New York also has plenty of restaurants where the daily cooking and cleaning activities can contribute to overall pollution totals as well. However, the team found that while those emissions were also sensitive to the introduction of smoke or higher temperatures the effects were localized.
"We found that restaurants do have a big impact on their own local neighborhoods, but their associated aerosols are only a minor component of the total average load across the region," Farmer said. "Still, any worsening of those conditions from the arrival of wildfire smoke –– for example –– could lead to environmental health inequality for those areas that health policy makers will need to consider."

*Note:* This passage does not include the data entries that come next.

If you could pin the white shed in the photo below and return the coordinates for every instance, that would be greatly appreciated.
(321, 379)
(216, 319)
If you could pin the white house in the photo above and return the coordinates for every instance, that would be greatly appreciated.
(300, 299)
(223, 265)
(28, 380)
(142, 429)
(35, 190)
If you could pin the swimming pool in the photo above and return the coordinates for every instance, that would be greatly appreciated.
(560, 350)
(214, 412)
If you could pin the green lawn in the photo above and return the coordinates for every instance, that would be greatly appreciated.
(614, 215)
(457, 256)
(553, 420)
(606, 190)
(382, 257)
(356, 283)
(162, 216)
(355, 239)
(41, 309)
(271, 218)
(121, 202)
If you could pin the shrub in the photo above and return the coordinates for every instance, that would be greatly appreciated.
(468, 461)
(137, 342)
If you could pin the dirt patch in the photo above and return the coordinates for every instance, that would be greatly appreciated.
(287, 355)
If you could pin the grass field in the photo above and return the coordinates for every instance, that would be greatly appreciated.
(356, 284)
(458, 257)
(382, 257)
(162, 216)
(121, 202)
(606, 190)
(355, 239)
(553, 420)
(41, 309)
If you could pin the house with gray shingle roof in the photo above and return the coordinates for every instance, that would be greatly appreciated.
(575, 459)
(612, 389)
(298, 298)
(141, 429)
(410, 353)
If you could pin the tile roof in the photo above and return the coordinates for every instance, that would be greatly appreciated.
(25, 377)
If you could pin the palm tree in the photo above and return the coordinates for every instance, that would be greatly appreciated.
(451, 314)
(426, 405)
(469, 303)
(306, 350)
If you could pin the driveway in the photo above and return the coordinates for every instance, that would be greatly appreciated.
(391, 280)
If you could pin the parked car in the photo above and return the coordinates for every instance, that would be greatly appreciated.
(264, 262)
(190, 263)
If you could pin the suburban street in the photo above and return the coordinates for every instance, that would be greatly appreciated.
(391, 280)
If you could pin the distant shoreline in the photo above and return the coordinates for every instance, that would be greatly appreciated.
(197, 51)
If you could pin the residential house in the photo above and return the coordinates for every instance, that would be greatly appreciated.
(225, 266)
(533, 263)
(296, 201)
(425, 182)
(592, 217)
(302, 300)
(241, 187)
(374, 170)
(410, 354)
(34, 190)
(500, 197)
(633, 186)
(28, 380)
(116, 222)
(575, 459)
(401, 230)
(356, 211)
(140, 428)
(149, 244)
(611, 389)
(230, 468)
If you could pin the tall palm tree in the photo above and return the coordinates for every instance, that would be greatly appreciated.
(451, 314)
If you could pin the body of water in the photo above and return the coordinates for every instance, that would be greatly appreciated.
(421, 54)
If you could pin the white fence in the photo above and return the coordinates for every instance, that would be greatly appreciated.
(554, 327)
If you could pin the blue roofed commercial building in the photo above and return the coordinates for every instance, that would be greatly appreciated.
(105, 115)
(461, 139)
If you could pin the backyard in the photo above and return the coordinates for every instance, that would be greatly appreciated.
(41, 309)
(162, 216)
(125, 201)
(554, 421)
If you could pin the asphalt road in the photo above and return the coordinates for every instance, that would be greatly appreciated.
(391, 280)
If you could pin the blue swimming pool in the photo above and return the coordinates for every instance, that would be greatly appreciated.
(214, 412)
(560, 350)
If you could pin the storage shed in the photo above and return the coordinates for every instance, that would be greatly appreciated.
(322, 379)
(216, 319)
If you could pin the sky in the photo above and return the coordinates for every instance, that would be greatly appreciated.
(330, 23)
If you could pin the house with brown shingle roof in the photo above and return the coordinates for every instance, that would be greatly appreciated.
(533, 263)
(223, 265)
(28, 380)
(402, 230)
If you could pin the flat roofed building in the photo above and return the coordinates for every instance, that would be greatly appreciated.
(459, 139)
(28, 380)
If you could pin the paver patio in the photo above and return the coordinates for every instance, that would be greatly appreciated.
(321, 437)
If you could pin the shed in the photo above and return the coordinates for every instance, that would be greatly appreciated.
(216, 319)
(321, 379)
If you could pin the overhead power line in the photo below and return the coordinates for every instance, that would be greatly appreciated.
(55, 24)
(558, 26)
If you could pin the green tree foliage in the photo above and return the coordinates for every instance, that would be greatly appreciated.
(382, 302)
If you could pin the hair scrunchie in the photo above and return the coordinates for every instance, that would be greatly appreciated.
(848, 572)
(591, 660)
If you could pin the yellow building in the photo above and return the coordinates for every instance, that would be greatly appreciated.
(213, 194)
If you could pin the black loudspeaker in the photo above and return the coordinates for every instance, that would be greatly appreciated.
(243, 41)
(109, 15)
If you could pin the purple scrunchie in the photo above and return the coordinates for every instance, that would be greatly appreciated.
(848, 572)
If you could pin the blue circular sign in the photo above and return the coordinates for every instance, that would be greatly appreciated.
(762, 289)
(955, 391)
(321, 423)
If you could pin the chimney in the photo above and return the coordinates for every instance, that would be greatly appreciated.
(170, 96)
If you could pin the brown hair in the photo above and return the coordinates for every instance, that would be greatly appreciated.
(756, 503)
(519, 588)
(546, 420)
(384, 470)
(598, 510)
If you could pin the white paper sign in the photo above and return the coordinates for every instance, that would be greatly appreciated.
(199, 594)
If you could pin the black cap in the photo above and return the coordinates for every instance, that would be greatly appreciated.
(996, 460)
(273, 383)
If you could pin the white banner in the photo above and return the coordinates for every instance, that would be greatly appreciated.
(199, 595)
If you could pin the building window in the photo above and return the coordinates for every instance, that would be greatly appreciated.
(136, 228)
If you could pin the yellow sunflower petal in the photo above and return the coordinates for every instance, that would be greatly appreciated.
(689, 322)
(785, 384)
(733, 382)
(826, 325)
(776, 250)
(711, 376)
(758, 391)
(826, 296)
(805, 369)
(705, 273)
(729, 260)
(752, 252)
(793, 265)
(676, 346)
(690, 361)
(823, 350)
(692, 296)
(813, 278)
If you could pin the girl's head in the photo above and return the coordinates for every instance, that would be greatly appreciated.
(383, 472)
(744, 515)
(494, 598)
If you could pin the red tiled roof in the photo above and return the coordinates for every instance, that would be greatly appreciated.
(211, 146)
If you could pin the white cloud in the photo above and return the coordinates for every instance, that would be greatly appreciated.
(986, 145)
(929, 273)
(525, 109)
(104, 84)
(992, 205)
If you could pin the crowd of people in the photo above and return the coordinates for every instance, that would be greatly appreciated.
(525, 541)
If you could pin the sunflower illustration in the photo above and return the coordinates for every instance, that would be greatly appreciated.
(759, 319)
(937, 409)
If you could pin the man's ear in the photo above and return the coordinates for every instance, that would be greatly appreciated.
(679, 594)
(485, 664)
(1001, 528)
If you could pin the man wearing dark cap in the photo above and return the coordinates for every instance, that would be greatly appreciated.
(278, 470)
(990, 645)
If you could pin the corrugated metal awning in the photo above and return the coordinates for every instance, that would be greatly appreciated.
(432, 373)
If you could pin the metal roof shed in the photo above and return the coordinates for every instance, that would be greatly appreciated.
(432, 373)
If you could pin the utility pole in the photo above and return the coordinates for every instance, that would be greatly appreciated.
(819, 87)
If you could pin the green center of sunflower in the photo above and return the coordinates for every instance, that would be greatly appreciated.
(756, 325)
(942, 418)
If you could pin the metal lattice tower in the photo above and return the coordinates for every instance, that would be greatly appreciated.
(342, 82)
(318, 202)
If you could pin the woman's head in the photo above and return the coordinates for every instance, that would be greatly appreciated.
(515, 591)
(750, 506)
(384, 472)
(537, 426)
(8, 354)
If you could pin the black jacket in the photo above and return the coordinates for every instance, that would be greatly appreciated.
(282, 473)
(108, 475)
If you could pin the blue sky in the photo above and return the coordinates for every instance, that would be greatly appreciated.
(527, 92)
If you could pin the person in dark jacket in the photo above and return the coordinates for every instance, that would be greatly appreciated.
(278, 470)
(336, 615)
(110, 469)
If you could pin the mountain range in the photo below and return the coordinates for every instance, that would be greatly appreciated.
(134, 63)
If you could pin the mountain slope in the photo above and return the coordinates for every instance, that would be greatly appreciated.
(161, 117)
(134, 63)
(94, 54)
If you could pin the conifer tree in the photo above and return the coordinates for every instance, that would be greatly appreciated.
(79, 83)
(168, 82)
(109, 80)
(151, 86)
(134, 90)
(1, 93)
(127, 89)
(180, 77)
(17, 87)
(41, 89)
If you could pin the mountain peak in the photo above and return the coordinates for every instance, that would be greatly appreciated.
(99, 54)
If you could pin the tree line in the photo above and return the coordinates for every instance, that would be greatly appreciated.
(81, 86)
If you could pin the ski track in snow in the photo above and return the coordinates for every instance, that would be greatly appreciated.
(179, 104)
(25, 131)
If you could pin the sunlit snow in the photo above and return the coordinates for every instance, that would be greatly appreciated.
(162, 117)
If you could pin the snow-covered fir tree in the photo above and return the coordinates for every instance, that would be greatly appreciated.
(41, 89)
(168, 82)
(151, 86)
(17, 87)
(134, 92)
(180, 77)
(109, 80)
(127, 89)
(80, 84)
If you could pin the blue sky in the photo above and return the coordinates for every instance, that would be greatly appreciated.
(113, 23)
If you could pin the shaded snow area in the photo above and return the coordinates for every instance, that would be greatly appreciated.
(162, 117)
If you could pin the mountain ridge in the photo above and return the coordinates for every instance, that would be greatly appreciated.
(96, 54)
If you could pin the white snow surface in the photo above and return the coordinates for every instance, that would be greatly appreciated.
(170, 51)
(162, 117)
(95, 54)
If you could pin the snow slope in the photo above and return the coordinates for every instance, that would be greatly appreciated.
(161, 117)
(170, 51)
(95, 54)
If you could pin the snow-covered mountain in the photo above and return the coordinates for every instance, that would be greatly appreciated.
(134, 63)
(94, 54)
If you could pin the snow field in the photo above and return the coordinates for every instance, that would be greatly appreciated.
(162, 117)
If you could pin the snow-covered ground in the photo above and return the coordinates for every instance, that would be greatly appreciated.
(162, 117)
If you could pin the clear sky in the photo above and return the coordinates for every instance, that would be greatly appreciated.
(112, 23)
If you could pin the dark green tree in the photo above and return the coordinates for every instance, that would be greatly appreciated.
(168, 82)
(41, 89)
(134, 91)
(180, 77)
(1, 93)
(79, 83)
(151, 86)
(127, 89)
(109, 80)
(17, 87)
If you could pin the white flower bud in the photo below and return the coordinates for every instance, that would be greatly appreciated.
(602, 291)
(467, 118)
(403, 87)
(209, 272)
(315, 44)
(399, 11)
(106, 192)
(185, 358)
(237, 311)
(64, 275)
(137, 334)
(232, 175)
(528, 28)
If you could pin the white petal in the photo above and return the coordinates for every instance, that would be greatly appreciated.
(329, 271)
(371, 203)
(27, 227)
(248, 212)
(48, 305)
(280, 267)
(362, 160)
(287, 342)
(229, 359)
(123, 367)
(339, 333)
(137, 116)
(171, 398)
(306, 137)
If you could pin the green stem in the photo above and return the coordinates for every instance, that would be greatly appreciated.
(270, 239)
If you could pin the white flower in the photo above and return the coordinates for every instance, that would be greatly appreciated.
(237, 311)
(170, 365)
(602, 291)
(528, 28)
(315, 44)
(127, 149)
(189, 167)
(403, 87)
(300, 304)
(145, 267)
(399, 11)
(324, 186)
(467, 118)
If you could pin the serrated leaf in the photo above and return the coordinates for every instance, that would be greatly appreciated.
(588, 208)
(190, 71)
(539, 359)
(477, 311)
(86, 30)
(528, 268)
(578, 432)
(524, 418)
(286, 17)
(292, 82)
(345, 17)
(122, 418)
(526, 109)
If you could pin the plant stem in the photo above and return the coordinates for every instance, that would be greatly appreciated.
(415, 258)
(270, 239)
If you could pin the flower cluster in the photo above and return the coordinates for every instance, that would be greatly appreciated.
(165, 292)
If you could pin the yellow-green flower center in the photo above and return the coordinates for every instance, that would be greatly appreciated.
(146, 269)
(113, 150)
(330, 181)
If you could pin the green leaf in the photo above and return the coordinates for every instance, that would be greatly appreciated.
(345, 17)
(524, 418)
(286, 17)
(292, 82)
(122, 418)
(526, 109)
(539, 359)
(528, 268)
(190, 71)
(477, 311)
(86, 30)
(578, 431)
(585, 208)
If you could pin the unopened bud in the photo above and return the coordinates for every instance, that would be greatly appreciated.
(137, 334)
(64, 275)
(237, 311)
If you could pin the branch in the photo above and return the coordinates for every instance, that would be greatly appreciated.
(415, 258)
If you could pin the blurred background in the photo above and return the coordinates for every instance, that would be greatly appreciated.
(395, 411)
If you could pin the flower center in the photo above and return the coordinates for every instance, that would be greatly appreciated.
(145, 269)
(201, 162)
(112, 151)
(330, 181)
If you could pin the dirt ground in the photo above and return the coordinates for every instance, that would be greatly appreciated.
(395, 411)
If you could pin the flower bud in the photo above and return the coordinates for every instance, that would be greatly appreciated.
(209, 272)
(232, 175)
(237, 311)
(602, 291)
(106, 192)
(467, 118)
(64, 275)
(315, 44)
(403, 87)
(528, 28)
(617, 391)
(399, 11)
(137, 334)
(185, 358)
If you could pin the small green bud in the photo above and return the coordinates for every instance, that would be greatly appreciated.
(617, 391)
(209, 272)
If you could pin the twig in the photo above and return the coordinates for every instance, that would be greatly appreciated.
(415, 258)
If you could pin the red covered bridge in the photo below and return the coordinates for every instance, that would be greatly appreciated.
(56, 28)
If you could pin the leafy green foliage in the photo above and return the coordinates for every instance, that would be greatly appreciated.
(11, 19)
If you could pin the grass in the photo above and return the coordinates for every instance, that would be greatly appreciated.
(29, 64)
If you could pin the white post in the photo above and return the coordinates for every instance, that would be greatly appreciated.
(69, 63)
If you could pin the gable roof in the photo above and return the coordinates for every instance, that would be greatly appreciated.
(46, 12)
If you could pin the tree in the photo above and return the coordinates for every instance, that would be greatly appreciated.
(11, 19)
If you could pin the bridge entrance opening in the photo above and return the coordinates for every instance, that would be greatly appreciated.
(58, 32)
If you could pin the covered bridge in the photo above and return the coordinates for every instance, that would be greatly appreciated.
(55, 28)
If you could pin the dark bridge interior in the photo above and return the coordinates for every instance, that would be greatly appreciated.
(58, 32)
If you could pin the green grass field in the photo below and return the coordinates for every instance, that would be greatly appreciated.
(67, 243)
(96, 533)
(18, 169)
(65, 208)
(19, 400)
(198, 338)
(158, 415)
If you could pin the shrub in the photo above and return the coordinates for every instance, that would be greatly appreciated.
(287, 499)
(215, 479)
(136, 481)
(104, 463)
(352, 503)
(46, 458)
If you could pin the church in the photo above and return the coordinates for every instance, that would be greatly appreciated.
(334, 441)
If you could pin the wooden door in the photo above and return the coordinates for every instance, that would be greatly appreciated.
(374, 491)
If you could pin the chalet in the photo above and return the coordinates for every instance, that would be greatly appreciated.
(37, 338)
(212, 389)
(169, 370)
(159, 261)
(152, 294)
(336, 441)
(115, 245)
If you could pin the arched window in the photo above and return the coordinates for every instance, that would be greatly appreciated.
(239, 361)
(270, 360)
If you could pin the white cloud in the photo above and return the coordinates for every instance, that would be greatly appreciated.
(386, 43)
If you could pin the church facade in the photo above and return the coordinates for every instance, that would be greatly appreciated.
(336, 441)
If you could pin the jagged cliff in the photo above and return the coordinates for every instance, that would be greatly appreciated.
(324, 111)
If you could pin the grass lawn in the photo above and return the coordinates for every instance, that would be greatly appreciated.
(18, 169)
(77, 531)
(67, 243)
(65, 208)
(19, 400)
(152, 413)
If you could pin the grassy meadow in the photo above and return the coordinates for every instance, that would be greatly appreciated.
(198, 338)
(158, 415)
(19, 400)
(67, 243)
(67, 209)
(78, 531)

She added that context like that will help policy makers prioritize sources of pollution to target for both their overall contributions to the area's air quality and their localized impact on public health.
Machine learning techniques aid research into urban air pollution
Emily Franklin led aerosol data collection on the ground and follow-up analysis for the project as a CSU postdoctoral fellow funded by the National Science Foundation. She has since taken a position as a research scientist at CSIRO, Australia's national science agency.
Franklin said the team pulled measurements from many different instruments on the site and worked closely with fellow researchers from the universities of Minnesota, Columbia, Michigan and the University of California, Berkeley for the project. Together, these instruments generated thousands of individual indicators of aerosol composition, including characterization of hundreds of unique but unidentifiable compounds in the atmosphere. To take advantage of these complex measurements, she leveraged machine learning techniques.
"This was an incredibly rich and complex dataset. In a place like New York, you have compounds coming from trees in city parks, fires in Canada, construction sites miles away, and the barbecue joint up the road," Franklin said. "Machine learning was a powerful tool allowing us to embrace this complexity and leverage it to better understand how all of these sources interact with the climate to make the air pollution experienced by the community."
Funding for this project came from the National Oceanic and Atmospheric Administration as part of their AGES+ campaign, which is focused on improving air quality understanding through extensive, coast-to-coast observation using ground sites, research aircraft and satellite data.
The CSU team will now continue to study air quality in the region through the NSF funded GOTHAAM Campaign using a C-130 aircraft as a flying chemistry lab to measure atmospheric composition in real time across New York, New Jersey and Connecticut. That project focuses on volatile organic compounds –– a broad term for gases from car exhaust, industry, vegetation and consumer products that react in the atmosphere to form ground-level ozone, secondary organic aerosols and particulate matter.
Farmer said measurements taken from the plane will give the team a better sense of the chemistry happening in the region as they will be able to get readings over the ocean and at different altitudes. Ideally, they will be able to provide more information to the millions of residents in the broader region about their air quality and potential health risks from it.
"We worry about what we are breathing on the ground but in reality, the chemistry happening above us has a big impact on that. This research project will again help us understand key interactions better and improve our ability to predict potentially hazardous air quality conditions," she said.